Document Analyst's Report

During June and July I completed the analysis of the documents of the IMT and began work on one of the last American trials, NMT 11 (1947-49), which covered governmental and economic officials one or two levels below the top leaders who had been charged in the IMT.

Odds, ends, and oversize: For the last set of IMT documents, the defense case of the criminal organizations, only a few were left to be analyzed. After those, I looked at things that had fallen outside the general scheme of IMT material, or that had been out of reach. One group was a set of maritime charts relating to submarine warfare that fell outside the project’s agenda of English-language trial documents because the text was in German. I considered that since the documents were placed in an English-language set, that no translation had probably been made, and also that the charts could be understood without reading the text. And if the documents were not added now, they never would be. I put them in. Another group was odder: a folder of miscellaneous documents, mostly in German, with the label “SS?” Because of the label, the folder had been placed with SS material. I put them in with a statement in the Notes field indicating their tenuous relevance to the trial.
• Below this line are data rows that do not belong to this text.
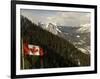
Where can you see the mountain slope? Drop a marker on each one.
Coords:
(58, 51)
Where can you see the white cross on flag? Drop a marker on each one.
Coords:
(33, 50)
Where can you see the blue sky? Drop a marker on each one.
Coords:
(57, 17)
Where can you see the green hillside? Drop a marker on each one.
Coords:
(58, 52)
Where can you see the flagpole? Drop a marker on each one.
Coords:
(22, 55)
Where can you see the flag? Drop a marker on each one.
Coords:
(35, 53)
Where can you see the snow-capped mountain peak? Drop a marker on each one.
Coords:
(51, 28)
(84, 28)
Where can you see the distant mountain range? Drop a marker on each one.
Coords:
(59, 48)
(79, 36)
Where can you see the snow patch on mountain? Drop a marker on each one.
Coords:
(51, 27)
(84, 28)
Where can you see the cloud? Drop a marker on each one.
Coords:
(57, 17)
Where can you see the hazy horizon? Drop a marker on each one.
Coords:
(62, 18)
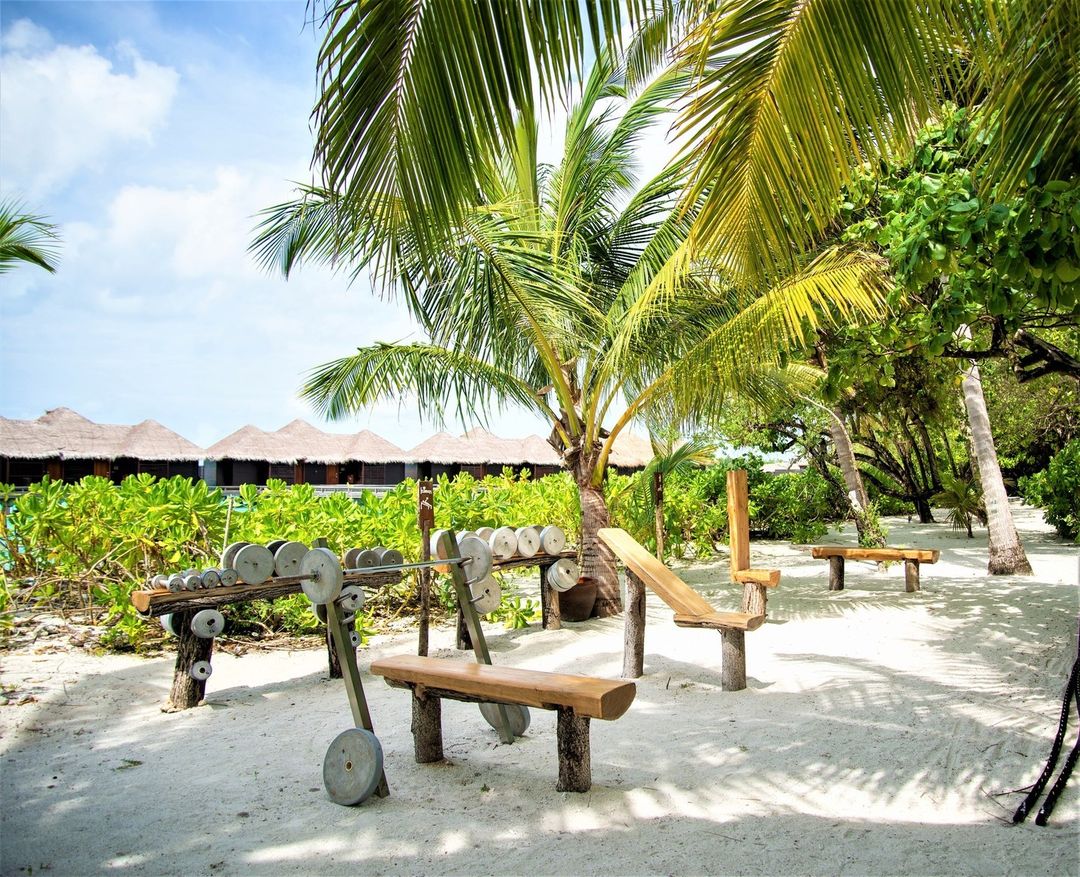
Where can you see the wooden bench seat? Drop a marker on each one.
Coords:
(575, 699)
(690, 608)
(912, 557)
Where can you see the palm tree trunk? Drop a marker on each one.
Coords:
(597, 562)
(1007, 553)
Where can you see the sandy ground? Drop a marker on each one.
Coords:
(881, 733)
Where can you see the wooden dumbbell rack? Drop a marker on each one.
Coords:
(186, 691)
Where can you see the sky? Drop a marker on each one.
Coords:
(151, 134)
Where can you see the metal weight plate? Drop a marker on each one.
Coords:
(287, 558)
(230, 553)
(322, 576)
(207, 623)
(254, 564)
(528, 541)
(201, 670)
(391, 557)
(352, 767)
(552, 539)
(518, 716)
(351, 598)
(476, 558)
(503, 543)
(486, 594)
(563, 575)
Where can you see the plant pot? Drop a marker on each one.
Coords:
(577, 604)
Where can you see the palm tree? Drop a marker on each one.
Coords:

When the documents in the collection were scanned to produce high-quality images, some documents were removed if they were too fragile or too big to be kept in the ordinary boxes; these were moved to 24 oversize boxes in Special Collections. I asked to go through them, partly in order to make a complete list of every folder in every box, with some details about what was in them and which part of the collection they came from. The more urgent task was to locate all the IMT documents in the boxes and see whether they had already been analyzed earlier or needed to go in now. Only five needed to be analyzed; all the rest were already covered. With that done, I declared the IMT work completed, with 7029 documents analyzed.
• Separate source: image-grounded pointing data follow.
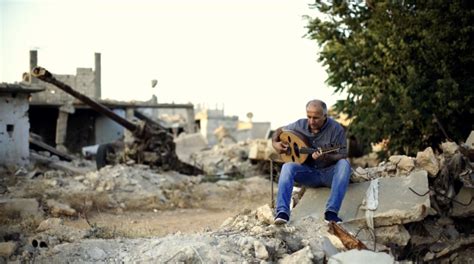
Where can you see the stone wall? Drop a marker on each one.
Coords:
(14, 129)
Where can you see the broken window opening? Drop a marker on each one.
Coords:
(10, 129)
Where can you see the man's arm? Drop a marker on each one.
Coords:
(279, 146)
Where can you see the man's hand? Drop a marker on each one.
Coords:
(316, 155)
(280, 147)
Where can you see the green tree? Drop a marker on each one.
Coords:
(403, 65)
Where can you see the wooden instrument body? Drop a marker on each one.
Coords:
(299, 148)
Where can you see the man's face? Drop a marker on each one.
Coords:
(316, 118)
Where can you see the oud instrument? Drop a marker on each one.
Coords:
(299, 148)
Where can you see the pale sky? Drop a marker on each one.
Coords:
(240, 55)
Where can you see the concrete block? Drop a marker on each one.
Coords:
(397, 204)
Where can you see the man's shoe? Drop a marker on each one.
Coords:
(331, 217)
(281, 218)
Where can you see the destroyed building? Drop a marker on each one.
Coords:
(14, 124)
(69, 124)
(214, 126)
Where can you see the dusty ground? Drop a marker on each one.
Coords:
(160, 223)
(164, 222)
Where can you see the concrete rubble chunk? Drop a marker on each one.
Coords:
(25, 208)
(465, 197)
(360, 175)
(49, 224)
(7, 249)
(427, 160)
(449, 148)
(404, 163)
(397, 203)
(260, 250)
(302, 256)
(265, 214)
(361, 256)
(470, 140)
(396, 234)
(58, 209)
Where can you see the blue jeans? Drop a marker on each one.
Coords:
(336, 176)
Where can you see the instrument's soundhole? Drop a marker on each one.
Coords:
(296, 149)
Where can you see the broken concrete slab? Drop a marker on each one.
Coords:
(396, 234)
(465, 197)
(427, 160)
(19, 207)
(361, 256)
(397, 203)
(187, 144)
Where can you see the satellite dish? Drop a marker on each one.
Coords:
(154, 82)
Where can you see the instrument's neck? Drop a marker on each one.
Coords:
(322, 150)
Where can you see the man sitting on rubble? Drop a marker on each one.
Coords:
(329, 169)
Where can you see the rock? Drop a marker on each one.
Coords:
(449, 148)
(464, 196)
(49, 224)
(260, 250)
(303, 256)
(58, 209)
(7, 249)
(404, 163)
(19, 207)
(397, 203)
(265, 214)
(427, 160)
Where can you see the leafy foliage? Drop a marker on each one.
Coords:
(403, 65)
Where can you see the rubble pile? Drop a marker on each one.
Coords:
(226, 161)
(420, 218)
(405, 209)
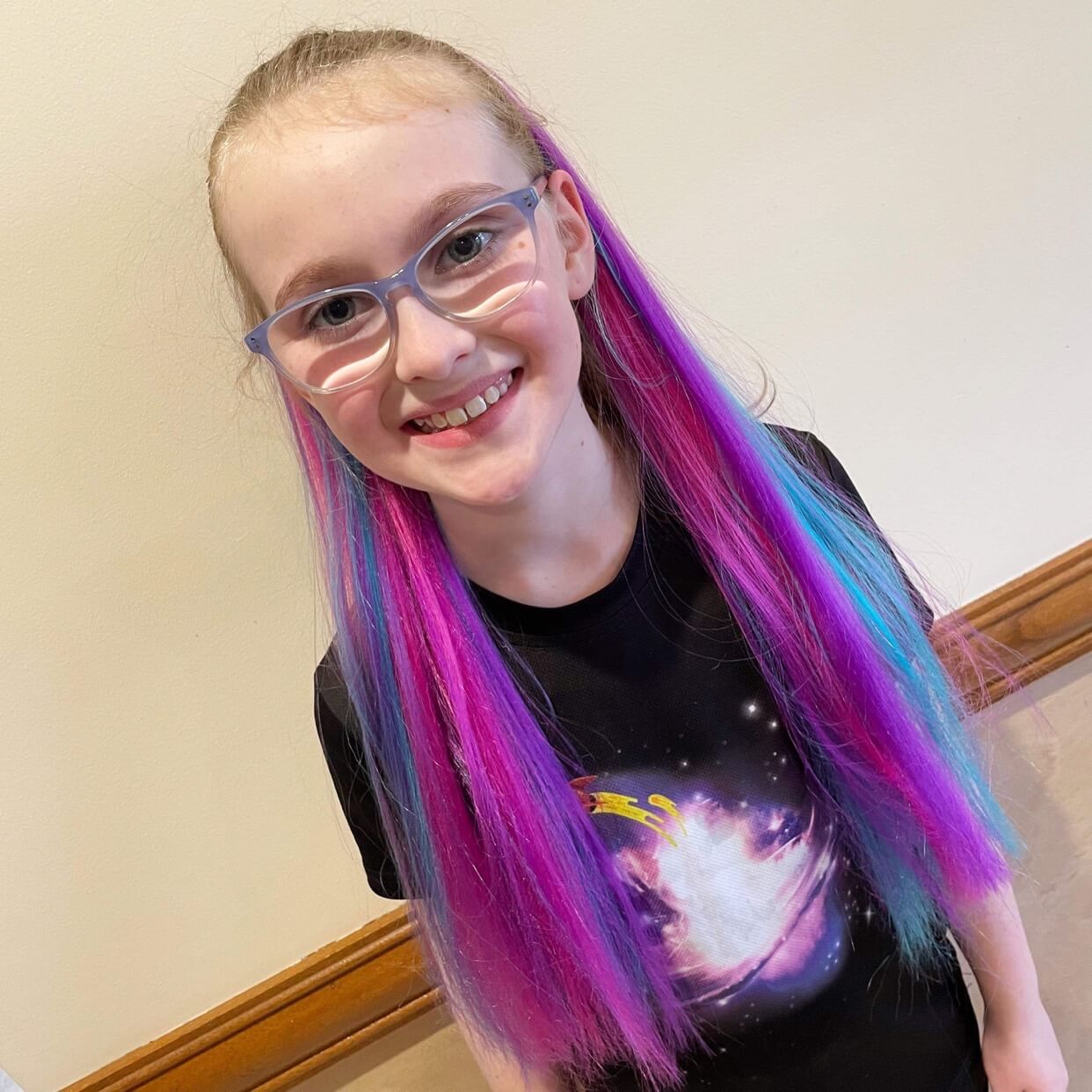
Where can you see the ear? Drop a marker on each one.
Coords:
(574, 233)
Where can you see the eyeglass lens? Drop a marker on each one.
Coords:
(477, 269)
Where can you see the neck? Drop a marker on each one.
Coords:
(542, 549)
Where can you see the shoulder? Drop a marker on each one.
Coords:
(333, 710)
(807, 448)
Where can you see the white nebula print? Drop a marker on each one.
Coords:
(740, 896)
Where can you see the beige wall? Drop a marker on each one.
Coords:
(889, 201)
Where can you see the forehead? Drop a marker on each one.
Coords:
(316, 189)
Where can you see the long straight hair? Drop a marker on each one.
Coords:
(524, 920)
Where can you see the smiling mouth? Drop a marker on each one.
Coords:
(460, 416)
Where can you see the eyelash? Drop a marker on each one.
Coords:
(492, 234)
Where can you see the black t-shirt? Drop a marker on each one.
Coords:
(783, 952)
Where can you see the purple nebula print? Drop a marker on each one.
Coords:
(741, 892)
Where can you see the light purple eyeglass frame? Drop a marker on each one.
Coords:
(526, 200)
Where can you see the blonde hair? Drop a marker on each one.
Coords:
(319, 76)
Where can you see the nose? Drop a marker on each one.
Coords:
(427, 346)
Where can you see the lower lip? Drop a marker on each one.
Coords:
(474, 429)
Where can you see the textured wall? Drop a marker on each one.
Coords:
(888, 200)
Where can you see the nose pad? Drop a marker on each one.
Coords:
(427, 346)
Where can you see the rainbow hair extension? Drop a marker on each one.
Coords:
(523, 920)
NMT 11: The trial documents and trial transcript are the most voluminous of any of the Nuremberg trials, and while 80% of the document boxes were well organized, 20% were a mess. Reviewing the latter was my first task, and I was able to make a full record of the material. One surprise came from the four versions of the indictment: the first two were separate indictments for two different trials, one of them against officials of the Foreign Ministry and one against officials of the economic ministries and agencies. The third indictment combined the two as the Ministries Case, and the final indictment refined the charges and the list of defendants.

Compared to the IMT, NMT 11 seems to have been more decorous. The prosecution was very concerned about securing the historical record—hence the abundant documentation—and less about severe punishment. None of the convicted defendants received a death sentence. The tribunal showed some personal courtesies: one defendant was given a leave from the trial in order to get married, and one who was very ill had his sentence reduced to time served so that he could die outside of prison. But the issues were hard fought. The defense attorneys challenged both the legitimacy and the basic rules of the tribunal (unsuccessfully), and the prosecution characterized the defendants’ crimes under three headings: aggression, slave labor, and genocide.